Volume and Mass Measurement in Liquids in Microgravity For Urine Analysis (2006)
The weightless environment of long-term space flight leads to bone loss as calcium leaves bone and is excreted into the urine. Measurements of urine calcium excretion can be used as a marker for bone loss, helping to determine the effectiveness of bone loss countermeasures. Measuring urinary calcium output requires a measurement of urinary calcium concentration and volume. The focus of this project is on measuring urine volume in space. (Buckey) Hamilton Sundstrand is currently developing an automated system for measuring urine volume in space, the Urine Monitoring System. This system may not be available on all spacecraft or may malfunction, in which case a simple method to measure volume may be needed. In our project we will design, fabricate and test simple methods for determining the volume of urine samples. This device could be used in combination with other simple devices such as the iStat for monitoring urinary calcium output or other biomarkers.(Knaus) For our system, we plan to assume constant urine density, so that mass and volume are interchangeable. This assumption has an associated error of 2 to 3%. We plan to pursue two volume measurement schemes. Our first scheme is to use a simple measurement of centripetal force to determine the mass of a sample: the hand-spun centrifuge. The second scheme involves coupling the urine mass to a spring-mass system and determining the urine mass from the period of oscillation of the spring: a simple harmonic oscillator. In order to test the accuracy and precision of each of our volume/mass analyzers, we will test water in bags similar to the urine collection bags that astronauts have used in the past. We will determine the accuracy of both schemes in microgravity by measuring sample bags of known volume. After the flight, we will make a recommendation as to which approach is preferred based on accuracy results obtained in microgravity and other factors such as the system mass and measurement
Free-Floating Resistance Exercises for Maintaining Postural Muscles in Weightlessness (2004)
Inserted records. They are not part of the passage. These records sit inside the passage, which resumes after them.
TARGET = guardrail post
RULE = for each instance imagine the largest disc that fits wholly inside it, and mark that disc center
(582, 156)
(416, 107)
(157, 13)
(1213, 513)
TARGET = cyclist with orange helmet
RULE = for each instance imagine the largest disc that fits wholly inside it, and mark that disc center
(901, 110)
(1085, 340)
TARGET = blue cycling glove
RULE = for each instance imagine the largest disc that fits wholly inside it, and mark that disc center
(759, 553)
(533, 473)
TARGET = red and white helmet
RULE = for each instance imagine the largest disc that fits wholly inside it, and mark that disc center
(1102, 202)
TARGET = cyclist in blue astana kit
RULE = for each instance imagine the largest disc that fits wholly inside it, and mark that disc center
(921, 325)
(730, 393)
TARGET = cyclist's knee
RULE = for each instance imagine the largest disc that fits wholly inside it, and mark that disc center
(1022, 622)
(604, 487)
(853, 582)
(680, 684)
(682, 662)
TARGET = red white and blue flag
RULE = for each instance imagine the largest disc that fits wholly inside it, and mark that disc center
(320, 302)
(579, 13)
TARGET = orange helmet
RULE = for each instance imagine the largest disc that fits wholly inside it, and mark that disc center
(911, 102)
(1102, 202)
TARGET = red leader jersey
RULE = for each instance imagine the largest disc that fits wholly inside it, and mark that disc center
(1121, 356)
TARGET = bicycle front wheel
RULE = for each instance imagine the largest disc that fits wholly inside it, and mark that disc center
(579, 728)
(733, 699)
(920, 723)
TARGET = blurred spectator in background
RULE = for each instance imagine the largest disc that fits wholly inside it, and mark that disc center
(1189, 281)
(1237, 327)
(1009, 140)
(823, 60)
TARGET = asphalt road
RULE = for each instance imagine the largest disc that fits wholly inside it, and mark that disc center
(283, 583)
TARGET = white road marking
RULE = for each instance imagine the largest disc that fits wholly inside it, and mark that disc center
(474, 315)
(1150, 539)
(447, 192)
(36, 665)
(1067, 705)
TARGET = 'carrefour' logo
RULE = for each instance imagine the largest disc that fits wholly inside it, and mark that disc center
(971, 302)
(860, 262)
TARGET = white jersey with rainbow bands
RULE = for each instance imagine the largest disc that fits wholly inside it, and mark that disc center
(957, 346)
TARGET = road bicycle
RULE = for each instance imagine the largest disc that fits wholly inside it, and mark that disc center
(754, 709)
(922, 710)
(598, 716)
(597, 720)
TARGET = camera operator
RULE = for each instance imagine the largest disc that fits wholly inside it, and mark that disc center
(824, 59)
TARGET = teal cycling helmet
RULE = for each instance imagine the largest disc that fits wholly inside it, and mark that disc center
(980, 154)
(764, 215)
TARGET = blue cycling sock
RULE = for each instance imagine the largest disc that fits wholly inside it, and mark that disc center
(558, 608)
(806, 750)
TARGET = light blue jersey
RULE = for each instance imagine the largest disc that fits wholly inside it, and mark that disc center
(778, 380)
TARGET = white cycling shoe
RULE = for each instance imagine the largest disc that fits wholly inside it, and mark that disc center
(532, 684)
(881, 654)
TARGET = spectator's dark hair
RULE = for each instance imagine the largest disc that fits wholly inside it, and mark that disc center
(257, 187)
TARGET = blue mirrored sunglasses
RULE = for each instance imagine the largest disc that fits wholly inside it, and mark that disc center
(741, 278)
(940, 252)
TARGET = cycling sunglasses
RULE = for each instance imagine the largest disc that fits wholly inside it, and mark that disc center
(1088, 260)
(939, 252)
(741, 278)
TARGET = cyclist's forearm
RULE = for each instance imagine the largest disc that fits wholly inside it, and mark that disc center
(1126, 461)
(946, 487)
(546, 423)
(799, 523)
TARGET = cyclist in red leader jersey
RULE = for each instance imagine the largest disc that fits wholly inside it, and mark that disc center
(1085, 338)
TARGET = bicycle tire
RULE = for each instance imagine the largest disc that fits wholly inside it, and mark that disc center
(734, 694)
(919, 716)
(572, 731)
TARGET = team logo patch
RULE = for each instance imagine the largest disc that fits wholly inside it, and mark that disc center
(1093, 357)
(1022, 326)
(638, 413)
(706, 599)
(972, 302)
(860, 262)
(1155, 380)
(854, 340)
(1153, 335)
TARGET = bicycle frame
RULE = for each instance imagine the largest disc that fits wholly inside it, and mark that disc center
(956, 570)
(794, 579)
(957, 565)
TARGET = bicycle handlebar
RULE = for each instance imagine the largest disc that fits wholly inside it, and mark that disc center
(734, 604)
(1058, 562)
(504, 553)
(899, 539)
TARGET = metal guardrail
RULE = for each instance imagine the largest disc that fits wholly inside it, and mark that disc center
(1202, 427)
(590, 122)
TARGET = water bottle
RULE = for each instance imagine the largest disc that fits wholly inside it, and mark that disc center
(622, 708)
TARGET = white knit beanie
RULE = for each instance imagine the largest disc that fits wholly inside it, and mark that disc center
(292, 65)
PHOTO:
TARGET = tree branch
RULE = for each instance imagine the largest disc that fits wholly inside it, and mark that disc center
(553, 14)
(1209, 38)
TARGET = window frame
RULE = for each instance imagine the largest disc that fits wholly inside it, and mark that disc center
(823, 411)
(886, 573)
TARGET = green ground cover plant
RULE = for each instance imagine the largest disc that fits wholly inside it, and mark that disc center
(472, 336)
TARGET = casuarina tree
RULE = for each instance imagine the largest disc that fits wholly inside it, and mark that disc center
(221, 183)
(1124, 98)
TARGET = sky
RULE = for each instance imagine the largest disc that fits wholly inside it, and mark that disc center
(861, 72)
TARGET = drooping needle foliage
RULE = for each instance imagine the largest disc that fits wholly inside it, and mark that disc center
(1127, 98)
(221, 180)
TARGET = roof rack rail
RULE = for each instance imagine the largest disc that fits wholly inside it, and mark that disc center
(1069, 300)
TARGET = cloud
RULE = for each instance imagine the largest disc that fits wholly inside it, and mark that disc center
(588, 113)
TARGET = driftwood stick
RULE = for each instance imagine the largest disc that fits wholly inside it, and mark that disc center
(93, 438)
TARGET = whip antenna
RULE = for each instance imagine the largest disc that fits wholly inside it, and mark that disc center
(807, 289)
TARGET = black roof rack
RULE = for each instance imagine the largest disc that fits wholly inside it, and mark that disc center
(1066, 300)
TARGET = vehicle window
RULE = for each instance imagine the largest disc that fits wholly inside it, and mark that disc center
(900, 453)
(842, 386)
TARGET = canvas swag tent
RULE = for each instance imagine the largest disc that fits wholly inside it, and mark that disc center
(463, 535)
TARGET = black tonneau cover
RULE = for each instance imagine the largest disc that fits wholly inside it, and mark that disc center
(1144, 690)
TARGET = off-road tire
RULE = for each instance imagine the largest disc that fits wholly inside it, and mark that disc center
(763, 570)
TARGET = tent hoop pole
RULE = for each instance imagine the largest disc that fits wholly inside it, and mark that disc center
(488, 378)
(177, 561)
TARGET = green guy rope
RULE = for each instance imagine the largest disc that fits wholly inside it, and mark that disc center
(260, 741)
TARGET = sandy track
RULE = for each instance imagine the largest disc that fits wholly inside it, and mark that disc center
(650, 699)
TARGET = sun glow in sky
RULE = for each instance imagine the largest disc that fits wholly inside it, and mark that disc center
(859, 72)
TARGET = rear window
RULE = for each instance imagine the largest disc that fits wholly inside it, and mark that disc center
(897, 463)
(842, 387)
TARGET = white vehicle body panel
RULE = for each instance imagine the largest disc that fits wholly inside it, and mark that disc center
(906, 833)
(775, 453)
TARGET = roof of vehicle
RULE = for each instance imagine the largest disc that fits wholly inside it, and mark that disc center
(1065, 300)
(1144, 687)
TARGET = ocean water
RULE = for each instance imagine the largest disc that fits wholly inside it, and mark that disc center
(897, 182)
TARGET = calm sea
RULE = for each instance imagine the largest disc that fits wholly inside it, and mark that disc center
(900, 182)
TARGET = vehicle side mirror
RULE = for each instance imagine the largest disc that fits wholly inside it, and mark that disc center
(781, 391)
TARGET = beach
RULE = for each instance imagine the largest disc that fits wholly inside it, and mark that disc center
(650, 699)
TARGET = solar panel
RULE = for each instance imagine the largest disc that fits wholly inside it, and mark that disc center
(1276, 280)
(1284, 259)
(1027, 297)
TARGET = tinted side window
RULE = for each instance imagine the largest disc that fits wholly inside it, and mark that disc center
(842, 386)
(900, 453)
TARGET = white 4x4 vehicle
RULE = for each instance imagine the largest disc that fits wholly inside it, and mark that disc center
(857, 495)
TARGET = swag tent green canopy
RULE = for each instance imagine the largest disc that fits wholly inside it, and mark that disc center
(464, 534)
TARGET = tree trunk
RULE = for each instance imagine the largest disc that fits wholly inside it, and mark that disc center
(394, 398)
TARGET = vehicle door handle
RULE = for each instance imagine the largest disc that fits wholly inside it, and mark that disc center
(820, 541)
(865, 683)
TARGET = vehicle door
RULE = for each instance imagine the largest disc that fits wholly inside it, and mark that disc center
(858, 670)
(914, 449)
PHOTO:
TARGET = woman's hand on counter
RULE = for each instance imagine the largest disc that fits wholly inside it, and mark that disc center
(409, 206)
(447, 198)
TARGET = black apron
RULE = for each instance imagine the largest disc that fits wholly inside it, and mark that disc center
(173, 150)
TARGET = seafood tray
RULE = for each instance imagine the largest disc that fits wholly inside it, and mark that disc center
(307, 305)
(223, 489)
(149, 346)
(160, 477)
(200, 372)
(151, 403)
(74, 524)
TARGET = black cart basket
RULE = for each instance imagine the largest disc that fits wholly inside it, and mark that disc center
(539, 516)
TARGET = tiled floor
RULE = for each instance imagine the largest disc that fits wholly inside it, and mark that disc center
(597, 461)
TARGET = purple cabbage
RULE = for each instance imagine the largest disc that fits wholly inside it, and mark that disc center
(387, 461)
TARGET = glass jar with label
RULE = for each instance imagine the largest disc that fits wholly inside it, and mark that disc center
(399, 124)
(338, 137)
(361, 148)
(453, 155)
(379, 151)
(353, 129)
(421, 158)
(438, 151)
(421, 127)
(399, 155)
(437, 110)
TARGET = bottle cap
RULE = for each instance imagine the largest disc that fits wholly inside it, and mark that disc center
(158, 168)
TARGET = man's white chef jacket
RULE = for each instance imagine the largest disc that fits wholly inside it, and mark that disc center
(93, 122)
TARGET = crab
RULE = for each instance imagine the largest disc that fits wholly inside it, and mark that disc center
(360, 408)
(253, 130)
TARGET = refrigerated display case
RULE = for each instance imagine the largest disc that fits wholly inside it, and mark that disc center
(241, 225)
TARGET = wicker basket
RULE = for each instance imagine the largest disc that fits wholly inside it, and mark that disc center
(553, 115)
Muscle atrophy is a big problem for astronauts on long-term assignments in weightlessness. These astronauts particularly suffer upon return to Earth’s gravity due to postural muscle atrophy. The current measures of prevention use heavy, bulky equipment and astronauts are scheduled for daily two-hour exercise periods to maintain muscle mass and aerobic fitness. Evidence exists showing that frequent, brief periods of intense exercise throughout the day may be as effective or more effective than a single daily exercise session. If astronauts had a series of simple exercises they could do on their own without the need to deploy exercise equipment, they could perform this series frequently throughout the day. This may allow them to maintain their muscles more efficiently than with a single exercise session. The goal of this project is to design a set of simple, free-floating exercises targeting five postural muscles that astronauts could perform on their own throughout the day. This series of exercises will be called the Dartmouth Resistance Exercises for Antigravity Muscles (DREAM). The effectiveness of these DREAM exercises in weightlessness will be determined by comparing the level of muscle activation in weightlessness with the activation that occurs when postural muscles are activated in daily life on Earth (ie. standing, toe raises, stair climbing). Four subjects will perform these normal daily activities on Earth prior to the flight on the KC-135, activating our five targeted postural muscles. The activation of these five postural muscles in daily activities in Earth’s gravity will be compared to the muscle activation of these five muscles when targeted with resistance band exercises in weightlessness. Muscle activation will be determined using a surface electromyogram (SEMG). We hypothesize that muscle activation in-flight using the DREAM resistance exercise program will be as great or greater than muscle activation in daily activates. If the weightless exercises do produce substantial muscle activation, they would become a pilot suite of effective exercises that crewmembers could perform to maintain muscle mass while in space.